Comment by pradn
5 years ago
I tried to write code with small functions and was dissuaded from doing that at both my teams over the past few years. The reason is that it can be hard to follow the logic if it's spread out among several functions. Jumping back and forth breaks your flow of thought.
I think the best compromise is small summary comments at various points of functions that "hold the entire thought".
The point of isolating abstractions is that you don't have to jump and back and forth. You look at a function, and you understand from its contract and calling convention you immediately know what it does. The specific details aren't relevant for the layer of abstraction you're looking at.
Because of well structured abstractions, thoughtful naming conventions, documentation where required, and extensive testing you trust that the function does what it says. If I'm looking at a function like commitPending(), I simply see writeToDisk() and move on. I'm in the object representation layer, and jumping down into the details of the I/O layers breaks flow by moving to a different level of abstraction. The point is I trust writeToDisk() behaves reasonably and safely, and I don't need to inspect its contents, and definitely don't want to inline its code.
If you find that you frequently need to jump down the tree from sub-routine to sub-routine to understand the high level code, then that's a definite code smell. Most likely something is fundamentally broken in your abstraction model.
> I think the best compromise is small summary comments at various points of functions that "hold the entire thought".
I think this is the best, honestly, it reaps most benefits of small single-use functions, without compromising readability or requiring jumping.
This is also how John Carmarck recommends in this popular essay: http://number-none.com/blow/john_carmack_on_inlined_code.htm...
Check out the try/catch and logging pattern I use in the linked post. I added that specifically so I could identify where errors were ocurring without having to guess.

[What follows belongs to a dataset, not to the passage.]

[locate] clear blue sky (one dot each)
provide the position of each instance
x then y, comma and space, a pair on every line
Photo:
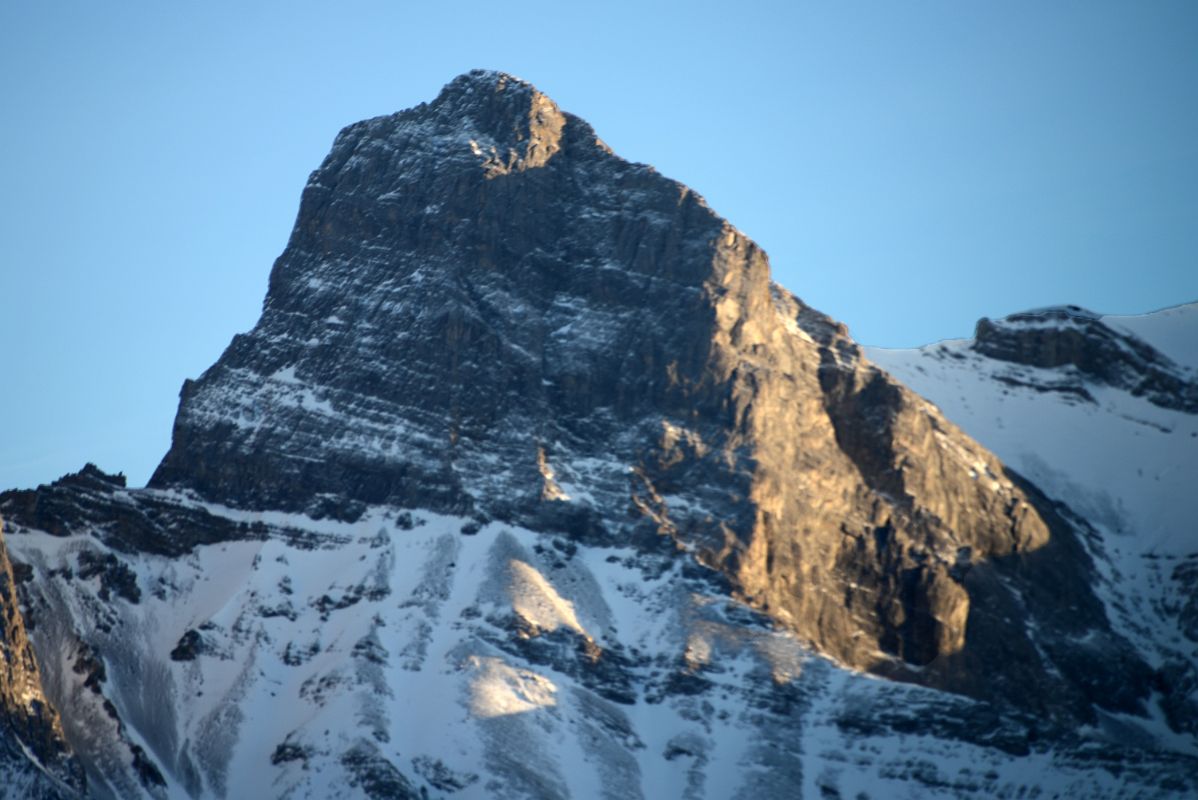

When I get the error in the console/browser, the path to the error is included for me like "[generatePasswordResetToken.setTokenOnUser] Must pass value to $set to perform an update."
With that, I know exactly where the error is ocurring and can jump straight into debugging it.
Good grief, that pattern looks like it's effectively building a stack trace by hand. Does node not provide stack traces with errors?
It provides a stack trace but it's often unintelligible. This makes the location of the error much clearer in complex code.
Yeah, there really need to be a good reason to use catch(), and that's not it.